Pepe no hizo ningún comentario. ¿Cómo hubiera podido negarse a semejante petición, teniendo una madre que se pasaba la vida viendo duendes y que había legado esa maldición a su mujer y, posiblemente, a la pequeña que ahora dormía junto a ellos?

– ¿Ya están listos para inscribirla? -preguntó una voz desde la puerta.

– Preferimos bautizarla.

– Por supuesto -respondió la monjita-, pero primero hay que inscribirla. ¿Ya han pensado en un nombre?

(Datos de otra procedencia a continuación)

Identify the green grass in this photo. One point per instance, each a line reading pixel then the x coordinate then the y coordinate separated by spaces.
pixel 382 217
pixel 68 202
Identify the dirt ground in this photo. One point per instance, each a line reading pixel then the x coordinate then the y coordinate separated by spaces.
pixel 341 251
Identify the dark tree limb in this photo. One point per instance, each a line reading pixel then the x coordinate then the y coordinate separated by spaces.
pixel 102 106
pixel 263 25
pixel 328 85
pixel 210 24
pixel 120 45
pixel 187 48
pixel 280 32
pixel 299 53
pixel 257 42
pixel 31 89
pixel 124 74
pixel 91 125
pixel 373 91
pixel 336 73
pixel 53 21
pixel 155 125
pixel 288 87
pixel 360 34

Ambos se miraron. Por alguna razón, siempre habían creído que tendrían un hijo, pero Mercedes recordó un nombre de mujer que siempre le había gustado; un nombre dulce y, a la vez, henchido de fuerza.

– Le pondremos Amalia.

CUARTA PARTE. Pasión y muerte en el Año del Tigre

De los apuntes de Miguel

A ÉSE NO LO SALVA NI EL MÉDICO CHINO:

Así se dice todavía en Cuba ante un caso de enfermedad incurable y, por extensión, a quienes enfrentan situaciones de mucha gravedad. Se supone que la frase alude a uno de los médicos chinos que llegaron a la isla en la segunda mitad del siglo XIX -según algunos, Chan Bombiá, que desembarcó en 1858; según otros, Kan Shi Kon, que murió en 1885-. De cualquier manera, se trata del homenaje popular a los galenos chinos, que lograron curas asombrosas e inexplicables en la Cuba colonial.

Oh, vida

Después de arrimar su auto a la acera, el chofer se bajó para abrir la puerta. La mujer salió, enfundada en un apretadísimo traje verde, y el hombre estuvo a punto de hacer una reverencia, pero hizo un esfuerzo y sólo se inclinó un poco.

– ¿Cuánto le debo? -dijo ella, abriendo la cartera.